La escritura puede corregir malos comportamientos de los niños

La grafopsicología dice que el niño que escribe la 'o' con rabito quiere guardar secretos, y el que pone el punto en la 'i' tiene buena memoria. Por lo que dicen los expertos en el tema, esta ciencia, relativamente joven, que se ocupa de interpretar la escritura y los dibujos de los niños, puede ser una puerta para ayudar a los padres a corregir problemas de comportamiento y de actitud en sus hijos.

Cómo mejorar la escritura de los niños

Niño escribe

A parte de las reglas que marca en psicología el inicio de la escritura en los niños, el dibujo infantil es una herramienta que ya se usa por los psicólogos. A través de los trazos, de las posiciones de las figuras de los dibujos, se puede detectar aspectos del comportamiento y de la conducta de un niño que necesitan ser tratados. La grafopsicología está relacionada con las conexiones cerebrales, elimina los mecanismos de defensa y convierte a los niños en personas más equilibradas.

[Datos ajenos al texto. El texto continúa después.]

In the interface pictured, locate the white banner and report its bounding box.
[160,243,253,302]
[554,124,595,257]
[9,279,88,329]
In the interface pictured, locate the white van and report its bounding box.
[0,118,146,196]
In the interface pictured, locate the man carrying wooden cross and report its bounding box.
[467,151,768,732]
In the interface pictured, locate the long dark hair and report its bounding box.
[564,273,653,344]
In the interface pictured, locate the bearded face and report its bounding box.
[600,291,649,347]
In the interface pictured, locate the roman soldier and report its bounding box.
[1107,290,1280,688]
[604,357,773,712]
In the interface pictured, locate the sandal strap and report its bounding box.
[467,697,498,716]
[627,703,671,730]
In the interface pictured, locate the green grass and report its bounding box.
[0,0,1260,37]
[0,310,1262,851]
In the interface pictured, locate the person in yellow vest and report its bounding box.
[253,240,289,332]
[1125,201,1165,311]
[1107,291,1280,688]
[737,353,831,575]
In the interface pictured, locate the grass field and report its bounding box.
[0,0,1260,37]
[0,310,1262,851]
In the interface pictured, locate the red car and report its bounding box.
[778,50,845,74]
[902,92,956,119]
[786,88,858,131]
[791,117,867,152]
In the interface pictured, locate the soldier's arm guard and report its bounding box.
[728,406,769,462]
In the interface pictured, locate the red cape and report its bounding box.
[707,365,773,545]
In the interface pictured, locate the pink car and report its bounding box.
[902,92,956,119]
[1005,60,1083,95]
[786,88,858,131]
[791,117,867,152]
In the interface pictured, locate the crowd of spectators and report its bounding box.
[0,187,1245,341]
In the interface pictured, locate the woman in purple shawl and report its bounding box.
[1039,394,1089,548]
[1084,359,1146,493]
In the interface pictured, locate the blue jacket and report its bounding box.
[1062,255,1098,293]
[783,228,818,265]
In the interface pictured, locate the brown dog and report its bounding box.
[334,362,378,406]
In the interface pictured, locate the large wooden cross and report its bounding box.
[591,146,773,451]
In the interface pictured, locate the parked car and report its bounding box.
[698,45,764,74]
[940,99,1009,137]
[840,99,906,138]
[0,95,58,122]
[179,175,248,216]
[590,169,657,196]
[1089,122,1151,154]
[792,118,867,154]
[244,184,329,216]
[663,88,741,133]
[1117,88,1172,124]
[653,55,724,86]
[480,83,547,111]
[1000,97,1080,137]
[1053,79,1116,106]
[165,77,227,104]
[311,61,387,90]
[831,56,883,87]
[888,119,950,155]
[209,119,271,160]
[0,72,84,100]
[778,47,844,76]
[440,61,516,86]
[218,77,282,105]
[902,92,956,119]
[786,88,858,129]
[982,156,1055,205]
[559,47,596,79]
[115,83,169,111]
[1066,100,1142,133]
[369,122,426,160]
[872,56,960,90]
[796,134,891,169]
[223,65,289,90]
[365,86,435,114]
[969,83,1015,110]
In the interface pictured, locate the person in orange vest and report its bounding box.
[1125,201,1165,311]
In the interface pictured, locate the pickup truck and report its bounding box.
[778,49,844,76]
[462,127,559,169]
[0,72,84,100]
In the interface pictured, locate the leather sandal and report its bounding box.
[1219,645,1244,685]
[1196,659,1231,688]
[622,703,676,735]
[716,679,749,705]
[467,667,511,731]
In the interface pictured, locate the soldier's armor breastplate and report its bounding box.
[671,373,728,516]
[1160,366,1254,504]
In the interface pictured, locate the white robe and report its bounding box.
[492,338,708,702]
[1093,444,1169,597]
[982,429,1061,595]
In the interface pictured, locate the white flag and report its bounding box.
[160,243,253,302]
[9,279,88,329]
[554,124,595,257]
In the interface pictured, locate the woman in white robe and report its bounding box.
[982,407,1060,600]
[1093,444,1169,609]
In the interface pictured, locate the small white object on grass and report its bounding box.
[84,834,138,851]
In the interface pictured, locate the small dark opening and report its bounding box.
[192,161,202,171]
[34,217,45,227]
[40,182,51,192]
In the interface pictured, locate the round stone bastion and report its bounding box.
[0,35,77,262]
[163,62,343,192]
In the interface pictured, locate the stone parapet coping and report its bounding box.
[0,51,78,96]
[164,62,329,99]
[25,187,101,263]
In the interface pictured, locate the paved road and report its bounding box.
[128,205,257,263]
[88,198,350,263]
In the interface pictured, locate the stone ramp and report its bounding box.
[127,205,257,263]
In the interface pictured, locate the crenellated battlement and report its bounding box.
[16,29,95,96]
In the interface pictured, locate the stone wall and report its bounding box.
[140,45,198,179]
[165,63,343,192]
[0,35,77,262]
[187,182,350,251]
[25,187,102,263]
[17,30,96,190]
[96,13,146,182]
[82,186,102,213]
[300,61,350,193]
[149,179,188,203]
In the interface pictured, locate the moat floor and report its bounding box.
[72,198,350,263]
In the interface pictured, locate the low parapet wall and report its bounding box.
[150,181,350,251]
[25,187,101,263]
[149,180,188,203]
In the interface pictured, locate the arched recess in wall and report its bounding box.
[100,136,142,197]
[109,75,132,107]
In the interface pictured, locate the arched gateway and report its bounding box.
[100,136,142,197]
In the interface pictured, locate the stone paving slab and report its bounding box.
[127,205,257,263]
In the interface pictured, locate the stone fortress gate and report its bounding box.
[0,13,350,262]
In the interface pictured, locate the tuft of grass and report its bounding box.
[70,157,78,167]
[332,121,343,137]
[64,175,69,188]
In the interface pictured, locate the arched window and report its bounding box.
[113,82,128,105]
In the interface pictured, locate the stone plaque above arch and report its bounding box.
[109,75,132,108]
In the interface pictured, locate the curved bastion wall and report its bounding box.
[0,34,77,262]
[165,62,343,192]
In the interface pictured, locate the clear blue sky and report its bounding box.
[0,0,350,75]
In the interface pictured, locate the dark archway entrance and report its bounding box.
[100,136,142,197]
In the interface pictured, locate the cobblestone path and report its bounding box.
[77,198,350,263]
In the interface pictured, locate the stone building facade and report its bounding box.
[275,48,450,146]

La grafopsicóloga Pilar Besumán ha diseñado lo que podríamos llamar de 'cartilla escolar' que puede conseguir mejorar la escritura y el rendimiento de los niños en las aulas, y así conseguir a que ellos sean más obedientes y mansos. Está orientada a niños de cuatro y cinco años, incluidos los zurdos, que empiezan a escribir con un rotulador para deslizar letras de un solo trazo de manera más fácil. El método se basa en una letra sin retorno, progresiva y rápida. Las letras van enlazadas, sin volver hacia atrás ni pasar dos veces por el mismo sitio y con cierta inclinación hacia la derecha, lo que en grafología representa afectividad y adaptación al medio.

Las hojas cuadriculadas limitan el espacio para escribir la letra y también la inteligencia, porque la parte de arriba de las letras representan la ilusión, y la de abajo la constancia y la perseverancia, por lo que lo ideal es subir y bajar la mano. A través de este método se puede también detectar problemas de dislexias más temprano. La cartilla está siendo utilizada en algunos colegios de España. Sin embargo, algunas editoriales la rechazan y prefieren utilizar las cartillas de toda la vida y apostar a que los niños saldrán delante de alguna forma.